Finally, correlation between different isotopic dating methods may be required to confirm the age of a sample.
For example, the age of the Amitsoq gneisses from western Greenland was determined to be Accurate radiometric dating generally requires that the parent has a long enough half-life that it will be present in significant amounts at the time of measurement (except as described below under "Dating with short-lived extinct radionuclides"), the half-life of the parent is accurately known, and enough of the daughter product is produced to be accurately measured and distinguished from the initial amount of the daughter present in the material.
Radiometric dating is also used to date archaeological materials, including ancient artifacts.

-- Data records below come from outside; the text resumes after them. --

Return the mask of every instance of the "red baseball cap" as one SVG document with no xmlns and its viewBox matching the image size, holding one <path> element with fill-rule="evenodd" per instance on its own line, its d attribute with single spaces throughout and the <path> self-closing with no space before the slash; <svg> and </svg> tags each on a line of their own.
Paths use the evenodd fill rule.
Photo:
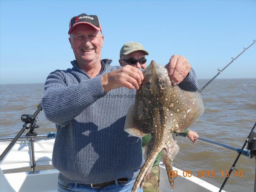
<svg viewBox="0 0 256 192">
<path fill-rule="evenodd" d="M 70 20 L 69 35 L 71 34 L 75 27 L 80 24 L 89 24 L 97 30 L 100 30 L 101 33 L 102 32 L 101 26 L 97 15 L 88 15 L 85 13 L 82 13 L 78 16 L 73 17 Z"/>
</svg>

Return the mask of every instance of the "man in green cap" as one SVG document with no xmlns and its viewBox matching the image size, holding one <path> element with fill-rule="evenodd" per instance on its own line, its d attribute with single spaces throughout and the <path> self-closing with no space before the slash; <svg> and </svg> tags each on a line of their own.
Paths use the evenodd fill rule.
<svg viewBox="0 0 256 192">
<path fill-rule="evenodd" d="M 125 43 L 121 48 L 119 63 L 120 66 L 122 67 L 127 65 L 130 65 L 138 69 L 144 70 L 146 69 L 146 65 L 147 60 L 146 59 L 146 55 L 148 55 L 148 52 L 143 48 L 142 45 L 140 43 L 133 41 L 128 42 Z M 171 66 L 171 64 L 173 63 L 173 61 L 178 60 L 182 56 L 173 55 L 170 60 L 169 63 L 171 63 L 171 64 L 169 65 L 169 66 L 171 66 L 171 67 L 172 67 L 171 69 L 170 68 L 168 69 L 169 76 L 170 76 L 170 79 L 171 81 L 172 81 L 172 82 L 173 85 L 176 85 L 182 82 L 184 79 L 187 78 L 188 77 L 189 78 L 190 73 L 195 73 L 193 69 L 191 68 L 191 67 L 189 67 L 189 67 L 186 67 L 180 69 L 180 68 L 177 67 L 177 65 L 178 64 L 177 62 L 175 66 L 174 67 L 173 66 Z M 166 66 L 166 67 L 167 68 L 168 66 L 168 64 Z M 190 70 L 187 73 L 187 69 L 189 69 Z M 171 69 L 173 70 L 172 73 L 170 75 L 170 71 Z M 173 70 L 173 69 L 174 69 L 174 70 Z M 181 73 L 183 74 L 183 75 L 178 75 L 178 78 L 173 78 L 174 74 L 175 74 L 175 72 L 174 71 L 175 69 L 178 70 L 184 70 L 183 71 L 178 72 L 178 74 Z M 186 75 L 184 76 L 185 74 Z M 195 74 L 194 75 L 195 75 Z M 172 77 L 173 78 L 172 78 Z M 185 81 L 187 80 L 187 79 L 186 79 L 185 80 Z M 180 86 L 180 84 L 179 84 L 178 86 Z M 183 87 L 182 84 L 181 85 L 180 87 L 182 89 L 186 91 L 196 91 L 196 90 L 190 90 L 189 88 Z M 198 136 L 196 132 L 192 130 L 190 130 L 188 128 L 184 133 L 182 133 L 182 134 L 186 136 L 194 143 L 198 137 Z M 142 137 L 142 147 L 145 146 L 150 140 L 151 139 L 151 136 L 150 133 L 149 133 Z M 161 151 L 157 156 L 153 166 L 151 168 L 150 174 L 147 176 L 147 179 L 144 183 L 143 187 L 143 192 L 158 192 L 159 191 L 160 178 L 160 170 L 159 165 L 159 160 L 162 155 L 162 152 Z"/>
</svg>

Different methods of radiometric dating vary in the timescale over which they are accurate and the materials to which they can be applied.
Precision is enhanced if measurements are taken on multiple samples from different locations of the rock body.
After an organism has been dead for 60,000 years, so little carbon-14 is left that accurate dating can not be established.
For most radioactive nuclides, the half-life depends solely on nuclear properties and is essentially a constant.
It is not affected by external factors such as temperature, pressure, chemical environment, or presence of a magnetic or electric field.
and is now the principal source of information about the absolute age of rocks and other geological features, including the age of fossilized life forms or the age of the Earth itself, and can also be used to date a wide range of natural and man-made materials.
Together with stratigraphic principles, radiometric dating methods are used in geochronology to establish the geologic time scale.
Among the best-known techniques are radiocarbon dating, potassium–argon dating and uranium–lead dating.